LombokPost - Ketegangan geopolitik eskalasi tinggi kembali mencuat di kawasan Arktik setelah sejumlah negara NATO mengerahkan personel militernya ke Greenland menyusul ancaman Presiden Amerika Serikat Donald Trump untuk merebut wilayah itu. Langkah militer sekutu Atlantik Utara itu memicu reaksi keras dari Rusia, yang menuduh aliansi meningkatkan ketegangan tanpa dasar yang sah.
Prancis, Swedia, Jerman, dan Norwegia telah memulai pengerahan pasukan kecil ke ibu kota Nuuk untuk misi pengintaian, sementara negara-negara seperti Kanada dan Prancis juga merencanakan pembukaan konsulat di sana dalam beberapa minggu mendatang sebagai bagian dari upaya memperkuat kerja sama keamanan.
Pengerahan pasukan ini menyusul pertemuan tingkat tinggi antara pejabat AS, Denmark, dan Greenland di Washington pada Rabu (14 Januari), yang gagal meredam ambisi Trump untuk mengambil alih wilayah otonom Denmark tersebut. Trump berulang kali menegaskan bahwa Greenland sangat penting bagi keamanan nasional AS. Ia menyatakan wilayah itu rawan “jatuh ke tangan Rusia atau China” jika tidak direbut oleh Amerika.
Rusia: Klaim Ancaman Moskow dan Beijing “Hanya Mitos”
Menanggapi pengerahan pasukan NATO, Kedutaan Besar Rusia di Belgia menyatakan keprihatinan serius atas apa yang disebutnya sebagai peningkatan militerisasi tanpa alasan yang sah di kawasan Arktik.

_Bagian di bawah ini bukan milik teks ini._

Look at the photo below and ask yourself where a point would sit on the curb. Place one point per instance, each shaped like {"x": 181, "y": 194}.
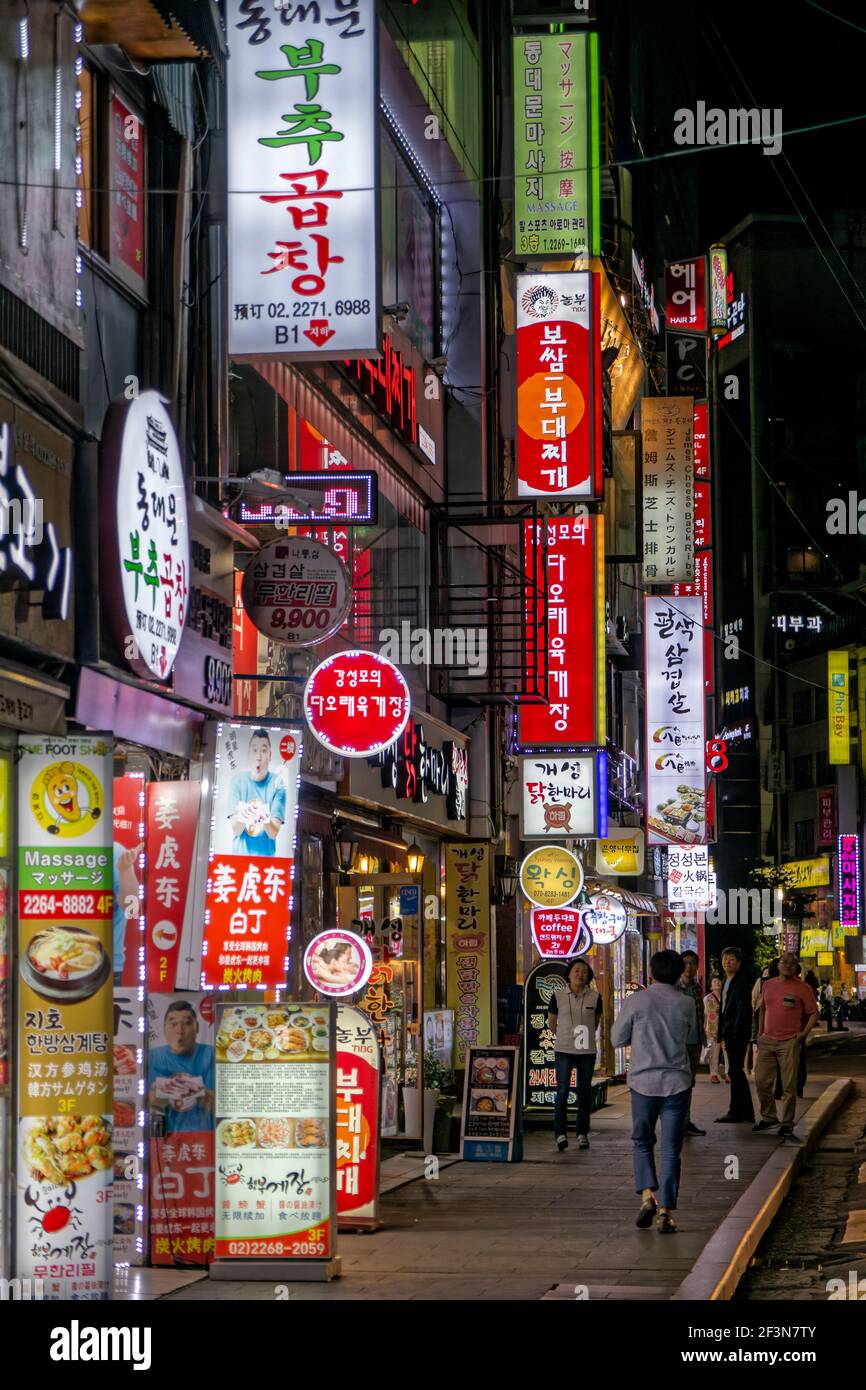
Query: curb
{"x": 724, "y": 1258}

Dalam pernyataan resmi, Rusia menuduh NATO menggunakan ancaman dari Moskow dan Beijing sebagai “dalih palsu” untuk memperluas kehadiran militernya dan menciptakan histeria geopolitik yang tidak perlu.
“Situasi yang terjadi di lintang tinggi ini menjadi keprihatinan serius bagi kami,” tulis kedutaan tersebut, menilai bahwa langkah NATO justru memperburuk ketegangan di kawasan yang sudah rawan konflik.
Sampai saat ini, Kementerian Luar Negeri Rusia maupun Kremlin belum mengeluarkan pernyataan resmi lanjutan mengenai pengerahan pasukan NATO tersebut, meskipun kritik awal dari Kedutaan Rusia menunjukkan ketidakpuasan Moskow terhadap manuver militer sekutu Atlantik Utara.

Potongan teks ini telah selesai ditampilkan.